A Mandela, el horror del Mediterráneo le brilla en los ojos y le baja por las mejillas. Una gota, dos, tres. Él, impasible, seca sus lágrimas y se deja caer exhausto en el suelo. Va descalzo, y las rasgaduras de los pantalones, todavía húmedos, evidencian que el camino ha sido largo. "¿Dónde estamos? ¿Europa?”, vacila nervioso. Le muestran en Google Maps la ubicación exacta del lugar: la isla de Lampedusa. “Italia, cerca de Sicilia”, aclara un trabajador de la Guardia Costera italiana. El hombre, de 28 años y que asegura llamarse así por Nelson Mandela, suspira y se deja llevar. “Ha sido un viaje muy largo, muchos amigos han muerto en el camino, hemos tenido que dejarlos atrás”, explica en perfecto portugués. Abandonó su país, Guinea-Bisáu, hace tres años, y después de pasar por Senegal, Mali, Burkina Faso, Níger y Libia, acaba de llegar a Europa. Es la 1:40 de la madrugada de un sábado de agosto, y Lampedusa, a reventar de turismo y de calor, acaba de presenciar el enésimo desembarque de migrantes. Esta vez, 127 personas. Mandela, que no consigue disimular el temblor de sus labios, mira al cielo y da gracias por haber sobrevivido.
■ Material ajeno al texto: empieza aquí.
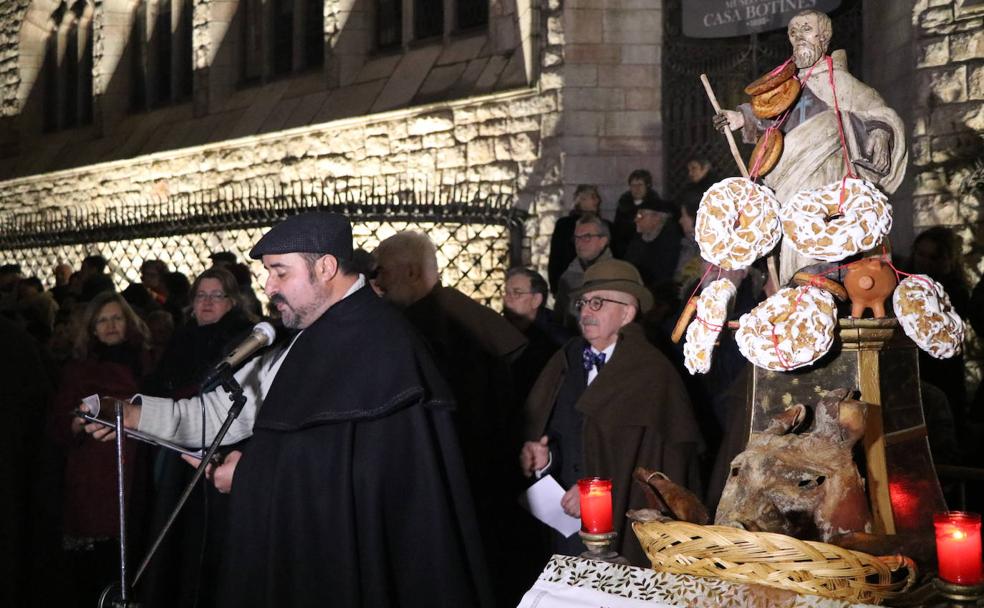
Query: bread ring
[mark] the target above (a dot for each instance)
(684, 320)
(769, 146)
(773, 103)
(927, 317)
(737, 223)
(791, 329)
(772, 79)
(821, 227)
(818, 280)
(712, 313)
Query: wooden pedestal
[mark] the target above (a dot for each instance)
(874, 357)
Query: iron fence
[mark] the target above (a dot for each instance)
(476, 228)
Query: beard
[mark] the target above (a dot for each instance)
(805, 55)
(291, 319)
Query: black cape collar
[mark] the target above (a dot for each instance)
(359, 360)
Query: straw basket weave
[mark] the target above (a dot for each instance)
(775, 560)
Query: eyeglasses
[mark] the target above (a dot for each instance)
(212, 297)
(586, 237)
(594, 303)
(515, 293)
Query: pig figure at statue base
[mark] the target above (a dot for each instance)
(802, 485)
(869, 283)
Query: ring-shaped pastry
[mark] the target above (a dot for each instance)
(791, 329)
(712, 313)
(927, 317)
(737, 223)
(819, 226)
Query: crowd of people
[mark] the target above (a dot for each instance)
(393, 412)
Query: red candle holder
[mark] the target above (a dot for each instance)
(596, 505)
(958, 547)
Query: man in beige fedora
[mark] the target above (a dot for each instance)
(608, 402)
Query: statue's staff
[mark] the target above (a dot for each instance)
(727, 132)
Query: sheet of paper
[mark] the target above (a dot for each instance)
(92, 402)
(542, 499)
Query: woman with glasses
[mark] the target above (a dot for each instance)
(186, 561)
(110, 355)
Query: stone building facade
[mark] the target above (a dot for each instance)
(538, 96)
(947, 146)
(534, 100)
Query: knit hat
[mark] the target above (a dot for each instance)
(615, 275)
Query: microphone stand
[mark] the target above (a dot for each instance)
(123, 601)
(238, 400)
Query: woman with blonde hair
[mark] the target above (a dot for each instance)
(110, 355)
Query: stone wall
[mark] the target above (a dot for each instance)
(889, 67)
(495, 139)
(11, 18)
(607, 57)
(947, 146)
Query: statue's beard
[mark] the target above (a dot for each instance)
(806, 55)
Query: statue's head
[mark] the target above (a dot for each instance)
(809, 35)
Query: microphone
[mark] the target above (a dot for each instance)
(262, 335)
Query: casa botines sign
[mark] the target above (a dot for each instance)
(727, 18)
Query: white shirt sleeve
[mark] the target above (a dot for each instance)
(180, 421)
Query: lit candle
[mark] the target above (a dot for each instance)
(958, 546)
(596, 505)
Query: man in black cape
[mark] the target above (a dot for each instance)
(351, 491)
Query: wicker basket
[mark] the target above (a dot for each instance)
(775, 560)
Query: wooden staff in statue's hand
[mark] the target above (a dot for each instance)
(727, 133)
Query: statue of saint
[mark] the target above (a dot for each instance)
(812, 153)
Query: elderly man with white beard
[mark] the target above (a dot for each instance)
(812, 155)
(608, 402)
La escena, aunque frecuente en Europa, sigue siendo dantesca. Junto a Mandela, decenas de jóvenes más —de distintas nacionalidades, pero todos de origen subsahariano— bajan ordenadamente de los buques de la Guardia Costera italiana que les han traído hasta el puerto lampedusano. También hay mujeres —dos de ellas embarazadas—, niños y un bebé. Han sido rescatados a pocas millas de las aguas de Libia, país del que zarparon con la intermediación de las mafias, y llevaban tres días en el Mediterráneo intentando encontrar suelo europeo. En tierra es noche cerrada y guardacostas, policías, equipos de emergencia médica y diversas ONG de la isla, que reparten agua, zumos, té y barritas energéticas, aguardan expectantes. También algún turista curioso. Una vez finalizado el desembarco, las 127 personas rescatadas esperan, prácticamente inmóviles, en el pavimento del puerto. Su posado es débil y entristecido.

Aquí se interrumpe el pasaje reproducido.